High Tech World = High Risks For Preschoolers
(Ivanhoe Newswire) ““ Turn off the television, amongst other devices, and take a more traditional approach towards rearing your preschool-age child. TV can be a positive tool to help your child learn, but excess tube time can leave a damaging effect.
The American Academy of Pediatrics (AAP) recommends that parents limit combined screen time from television, DVDs, computers, and video games to two hours per day for preschool-age children. Researchers found that many children are exposed to screen time both at home and while at child care, with 66 percent exceeding the recommended daily amount.
“A majority of children under the age of 5 years in the United States spend almost 40 hours a week with caregivers other than their parents, and it’s important to understand what kind of screen time exposure children are getting with these other caregivers,” Dr. Pooja Tandon was quoted as saying.
Dr. Tandon and fellow researchers from the Seattle Children’s Research Institute and the University of Washington studied nearly 9,000 preschool-age children who took part in the Early Childhood Longitudinal Study ““ Birth Cohort (ECLS-b), a longitudinal, observational study of children born in 2001 with diverse socioeconomic and ethnic backgrounds.

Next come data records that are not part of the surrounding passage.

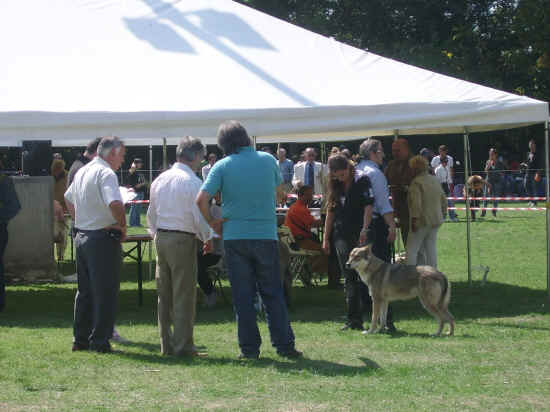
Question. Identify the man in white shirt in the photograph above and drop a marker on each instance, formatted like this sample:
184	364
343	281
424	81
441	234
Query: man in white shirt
212	158
175	222
443	173
310	173
95	204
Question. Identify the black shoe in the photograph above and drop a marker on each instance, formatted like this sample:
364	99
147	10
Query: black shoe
390	328
79	347
291	354
347	326
243	356
103	349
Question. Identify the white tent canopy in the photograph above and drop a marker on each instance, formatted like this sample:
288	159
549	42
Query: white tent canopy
146	69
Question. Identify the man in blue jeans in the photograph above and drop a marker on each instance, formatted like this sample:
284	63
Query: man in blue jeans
248	181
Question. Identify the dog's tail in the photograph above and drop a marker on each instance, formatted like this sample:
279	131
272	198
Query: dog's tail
445	292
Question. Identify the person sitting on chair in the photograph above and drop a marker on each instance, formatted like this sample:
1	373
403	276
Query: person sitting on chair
300	221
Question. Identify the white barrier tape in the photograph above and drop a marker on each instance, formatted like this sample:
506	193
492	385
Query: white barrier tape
450	198
499	208
498	198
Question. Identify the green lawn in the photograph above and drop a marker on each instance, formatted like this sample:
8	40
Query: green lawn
498	359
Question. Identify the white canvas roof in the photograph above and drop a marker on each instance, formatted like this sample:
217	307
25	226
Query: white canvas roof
72	70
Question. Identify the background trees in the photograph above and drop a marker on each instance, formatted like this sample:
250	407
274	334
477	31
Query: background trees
499	43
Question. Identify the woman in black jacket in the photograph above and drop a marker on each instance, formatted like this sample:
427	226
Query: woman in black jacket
349	213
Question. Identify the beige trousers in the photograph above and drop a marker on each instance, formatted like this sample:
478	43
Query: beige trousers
176	278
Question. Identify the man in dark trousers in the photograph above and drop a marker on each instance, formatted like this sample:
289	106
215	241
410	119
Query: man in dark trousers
9	207
382	229
95	204
248	181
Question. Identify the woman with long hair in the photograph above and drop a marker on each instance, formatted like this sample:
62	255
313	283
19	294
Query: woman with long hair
349	213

On average, children were exposed to 4 hours of screen time each weekday, with 3.6 hours of exposure coming from home. Children in home-based child care spent a combined average of 5.6 hours watching television or videos at home and while at child care, with 87 percent exceeding the 2 hour recommendation.
Center-based child care scored slightly better, with children watching an approximate total of 3.2 hours each weekday at home and while at child care. Children who did not go to child care also tended to exceed the recommendations, however, with the average child watching 4.4 hours a day.
Television viewing in young children has been associated with speech delays, aggressive behavior, and obesity, but few states have regulations about screen time in licensed child care settings.
Dr. Tandon believes that such regulations may be helpful in curbing screen time. “Parents can also play an important role,” she suggests, “by making sure all of their child’s caregivers are aware of the AAP’s advice regarding screen time.”